Generative AI and its building blocks
Last updated on:2 days ago
Generative artificial intelligence booms again at the rise of large language models, which usually play an essential role in generative content in chatbots.
Generative artificial intelligence
Introduction to generative AI
There are two main AI categories: Discriminative AI vs. Generative AI.
Generative AI is a subfield of artificial intelligence that uses generative models to produce text, images, videos, or other forms of data (produce/create data). These models learn the underlying patterns and structures of their training data and use them to produce new data.
Discriminative AI, or traditional AI, focuses on classifying or predicting outcomes based on existing data.
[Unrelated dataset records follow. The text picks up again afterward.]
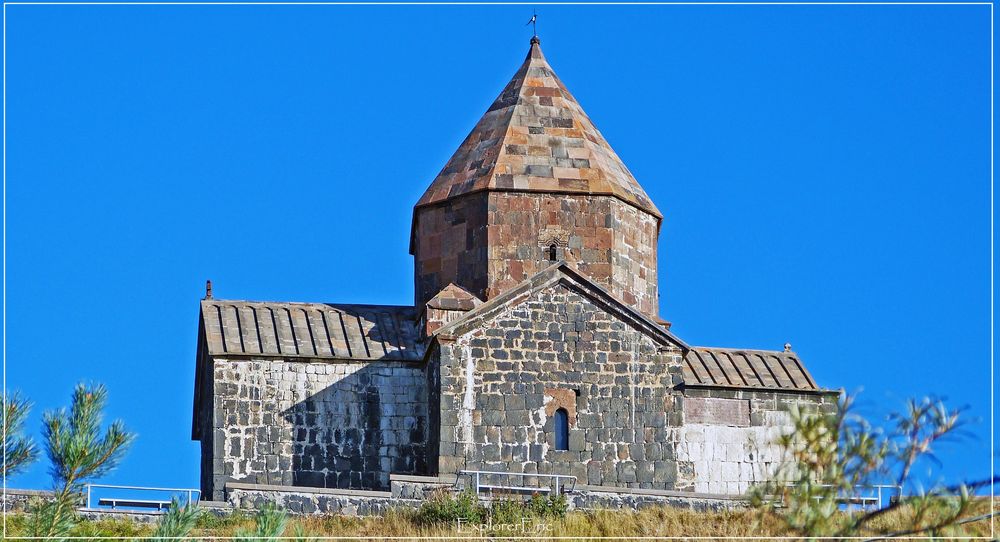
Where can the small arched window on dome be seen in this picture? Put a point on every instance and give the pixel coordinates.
(562, 429)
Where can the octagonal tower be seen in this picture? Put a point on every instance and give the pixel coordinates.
(533, 183)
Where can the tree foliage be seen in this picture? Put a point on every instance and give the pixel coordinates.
(78, 451)
(177, 523)
(831, 459)
(19, 449)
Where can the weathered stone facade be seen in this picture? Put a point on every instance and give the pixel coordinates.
(488, 244)
(728, 440)
(498, 378)
(536, 301)
(335, 425)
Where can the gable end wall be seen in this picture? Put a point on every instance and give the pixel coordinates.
(496, 380)
(316, 424)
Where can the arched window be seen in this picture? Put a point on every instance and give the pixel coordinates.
(562, 429)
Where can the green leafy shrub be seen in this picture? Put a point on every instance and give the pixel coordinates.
(547, 506)
(445, 507)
It leans patterns to distinguish between different categories or classes rather than generating new data or content.
Input and output data forms
Input: prompt -> Text, Image, video, and other input forms.
Output: Text, Image, audio, code, video, and other forms of data.
Remember: prompt and output are different concepts.
Building blocks for generative AI
Types:
- Generative adversarial networks (GANs): generate data and discriminate it from true data.
- Variational autoencoders (VAEs): compress and reconstruct data.
- Transformers: capture long-range sequence, global information, and strong ability to understand complex scenes.
- Diffusion models: denoise.
Generative adversarial networks (GANs)
A framework estimates generative models via an adversarial process, in which two models are simultaneously trained: a generative model $G$ that captures the data distribution, and a discriminative model $D$ that estimates the probability that a sample came from the training data rather than $G$. The training procedure for $G$ is to maximise the probability of $D$ making a mistake.
On the one hand, $D$ is trained to maximise the probability ($\log D(\mathbf{x})$) by assigning the correct label to both training examples and samples from $G$. On the other hand, $G$ is trained to minimise $\log (1 - D(G(\mathbf{z})))$.
$$
\min_G \max_D V(D, G) = \mathbb{E}_{\mathbf{x} \sim p_{\text{data}}(\mathbf{x})}[\log D(\mathbf{x})] + \mathbb{E}_{\mathbf{z} \sim p_{\mathbf{z}}(\mathbf{z})}[\log (1 - D(G(\mathbf{z})))]
$$
The equation may not provide sufficient gradient for $G$ to learn well. Early in learning, when $G$ is poor, $D$ can reject samples with high confidence because they differ from the training data. In this case, $\log (1 - D(G(\mathbf{z})))$ fails. Instead, we can train $G$ to maximise $\log D(G(\mathbf{z}))$. Only when both $G$ and $D$ have enough capability is the original equation is appropriate.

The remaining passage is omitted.